Nicht nur die mit viel Geld und Aufwand gedrehte Helikopter-Sequenz musste Sam Raimi aus seinem Film streichen, auch diverse Poster, auf denen sich die Twin Towers in den Augen von Spider-Mans Augen spiegeln, mussten zurückgezogen werden. Viele Produktionen sahen sich nach 9/11 mit der Herausforderungen konfrontiert, die bis zum 11. September 2001 im Stadtbild New Yorks omnipräsenten Türme verschwinden zu lassen. Zwar war die Filmwelt in Anbetracht der weltpolitischen Folgen nur ein kleiner Nebenschauplatz zu dieser Zeit, speziell in den USA reagiert die Bevölkerung aber sehr sensibel auf Popkultur und andersherum.

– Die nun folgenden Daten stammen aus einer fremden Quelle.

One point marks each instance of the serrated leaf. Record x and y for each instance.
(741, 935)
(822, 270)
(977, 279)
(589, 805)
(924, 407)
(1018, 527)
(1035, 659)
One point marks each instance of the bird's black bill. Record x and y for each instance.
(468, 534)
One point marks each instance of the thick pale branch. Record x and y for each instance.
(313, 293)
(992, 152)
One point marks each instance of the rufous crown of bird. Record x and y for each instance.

Neue Poster, gestrichene Szenen

Man entschied sich also, die Türme aus Gründen der Pietät weitestgehend aus bereits abgedrehten Filmen zu tilgen, zumindest für eine Zeit lang. In der Komödie „Zoolander“ wurde das World Trade Center digital aus einigen Szenen retuschiert, in „Serendipity“ mit John Cusack wandte man dieses Prinzip ebenfalls an, während man sich bei „Sidewalks of New York“ zumindest darauf verständigte, die Türme aus dem offiziellen Poster zum Film zu streichen. Auch in „Stuart Little 2“, „Kissing Jessica Stein“ wurden Szenen mit den Gebäuden vor dem Kinostart gekürzt.

Die Rücksicht der Studios auf die Gefühlswelten der Zuschauer ging so weit, dass sogar weitaus ältere Filme verändert wurden. Als der 1998er Katastrophenfilm „Armageddon“ mit Bruce Willis und Ben Affleck 2002 beim Sender ABC ausgestrahlt wurde, verzichtete man lieber auf den Moment, in dem ein Asteroid in einen der Türme einschlägt. Und eine Zeit lang wurde der Weihnachtsklassiker „Kevin – Allein in New York“ nur ohne die Szene gezeigt, in der Macaulay Culkin sich das World Trade Center anschaut und auf dem Dach Fotos schießt.

„Home Alone 2“: Twin Towers

Einige Zeit nach den Anschlägen drehte sich der Spieß um, die Twin Towers mussten der Stadt durch digitale Tricks wieder hinzugefügt werden. Historische Genauigkeit erfordert diesen Schritt logischerweise bis heute. Sein offizielles großes Kino-Comeback feierte das World Trade Center 2008 dann mit der Dokumentation „Man on Wire“, in der Regisseur James Marsh die Geschichte des Franzosen Philippe Petit erzählt, der 1974 ungesichert auf einem Seil von einem Turm zum nächsten lief. Marsh gewann 2009 den Oscar für den besten Dokumentarfilm des Jahres. Und die Twin Towers gewannen vielleicht auch ein bisschen mit ihn.